I am not going to lie, I was not super excited to read Introduction: The Twelve Revolutions because it was written by Scott McCloud. McCloud kind of bores me, but this reading was actually more interesting than I thought. At first McCloud talks about how he talks about how he, was not particularly interested in any one kind of comic. McCloud was interested in many different genres of comics. Because of all of those different genres, comics began to boost in sales and were coming to a high in their history. New and different types of artistry were coming about and McCloud says that “while others created more truly independent work which sought to reach beyond comics fandom and strike a chord in the real world outside.” The problem that McCloud and other artists didn't see was that even though comics were becoming popular they were hitting their peak and were going to fall back down very quickly. Comic book retailers were having to shut down their businesses and the people who were hard core fans of comic books were leaving the group, they were jumping off the band wagon and never returning.
Even though comics had fallen off the popularity ladder, McCloud and other artists believed that comics still had nine things in common. The nine things that they had in common were: 1) Comics as Literature meaning that comics could be considered great works of art and could be studied to “represent the life, times and world-view of its author.” 2) Comics as Art meaning that comics could be considered like those of the great sculptors and paintings that everybody knows about. 3) Creators’ Rights meaning that those artists could stake more of a claim to their works and could receive a little bit more money and control on their works. 4) Industry Innovation which says that the producer and the reader may be able to “reinvent” comics so that the reader will be able to enjoy them more. 5) Public Perception which means that the readers may be able to look ahead to see where comics may be able to go in the future. 6) Institutional Scrutiny which means that “institutions of higher learning” may be able to get over their pre-conceived notion of comics and make them equal to any other literature. 7) Gender Balance meaning that comics should be able to get the attention of women as much as it does men. 8) Minority Representation means that comics should be able to appear to more than just the “white upper-middle class males.” Last but not least 9) Diversity of Genre meaning that comics should be able to be more than just superhero fantasies and actually be something that has to do with everyday life or even history.

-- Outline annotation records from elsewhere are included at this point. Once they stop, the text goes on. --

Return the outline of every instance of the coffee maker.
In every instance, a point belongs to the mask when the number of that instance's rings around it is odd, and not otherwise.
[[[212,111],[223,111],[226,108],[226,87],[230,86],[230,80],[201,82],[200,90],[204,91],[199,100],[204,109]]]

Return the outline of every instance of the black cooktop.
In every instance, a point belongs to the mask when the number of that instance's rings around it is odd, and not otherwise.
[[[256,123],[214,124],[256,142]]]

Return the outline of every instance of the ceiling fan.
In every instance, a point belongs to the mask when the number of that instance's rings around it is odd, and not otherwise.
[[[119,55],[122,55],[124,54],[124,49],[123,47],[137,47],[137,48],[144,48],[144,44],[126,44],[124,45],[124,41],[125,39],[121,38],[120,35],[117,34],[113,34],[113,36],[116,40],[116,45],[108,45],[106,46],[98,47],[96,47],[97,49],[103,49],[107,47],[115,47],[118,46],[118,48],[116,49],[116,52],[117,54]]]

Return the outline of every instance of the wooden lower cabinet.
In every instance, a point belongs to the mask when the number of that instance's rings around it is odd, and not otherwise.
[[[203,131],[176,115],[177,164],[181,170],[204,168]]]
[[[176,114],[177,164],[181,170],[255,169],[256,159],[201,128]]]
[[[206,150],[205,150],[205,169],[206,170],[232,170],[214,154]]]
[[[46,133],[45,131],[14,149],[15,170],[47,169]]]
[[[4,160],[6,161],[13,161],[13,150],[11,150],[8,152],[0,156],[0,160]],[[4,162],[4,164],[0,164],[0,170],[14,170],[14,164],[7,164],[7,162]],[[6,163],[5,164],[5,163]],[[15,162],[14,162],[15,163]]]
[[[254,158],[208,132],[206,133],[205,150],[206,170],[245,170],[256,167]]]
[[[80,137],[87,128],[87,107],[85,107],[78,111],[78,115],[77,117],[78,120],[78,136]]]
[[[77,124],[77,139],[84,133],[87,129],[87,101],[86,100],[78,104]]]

With these nine ideas comics started to make a comeback and were beginning to get their sales back. New artists came about by the beginning of the 90s and were really striking new ground. There was still a small problem, there were still only about two to three dominant styles that were being produced at any given moment. McCloud says that “to reach its [comics] full potential, both as an art form and as a market, comics must expand its territory, plunging into many areas at once and not losing sight of past gains as it chases present goals.” McCloud hopes that comics will come alive again and that comic retailers will be able to have a reason to sell comics to the public and that comics will hopefully have a boost in sales once again.
This reading is interesting because McCloud makes some good points and tells more of the comics sad tale. It actually makes me want to read more comics to get them back on the map. I have never really been a fan of comics and really had no true desire to get into them. But learning about the nine ideas that McCloud has and the ability that comics have to grow and expand to new levels really makes me interested in what they could become.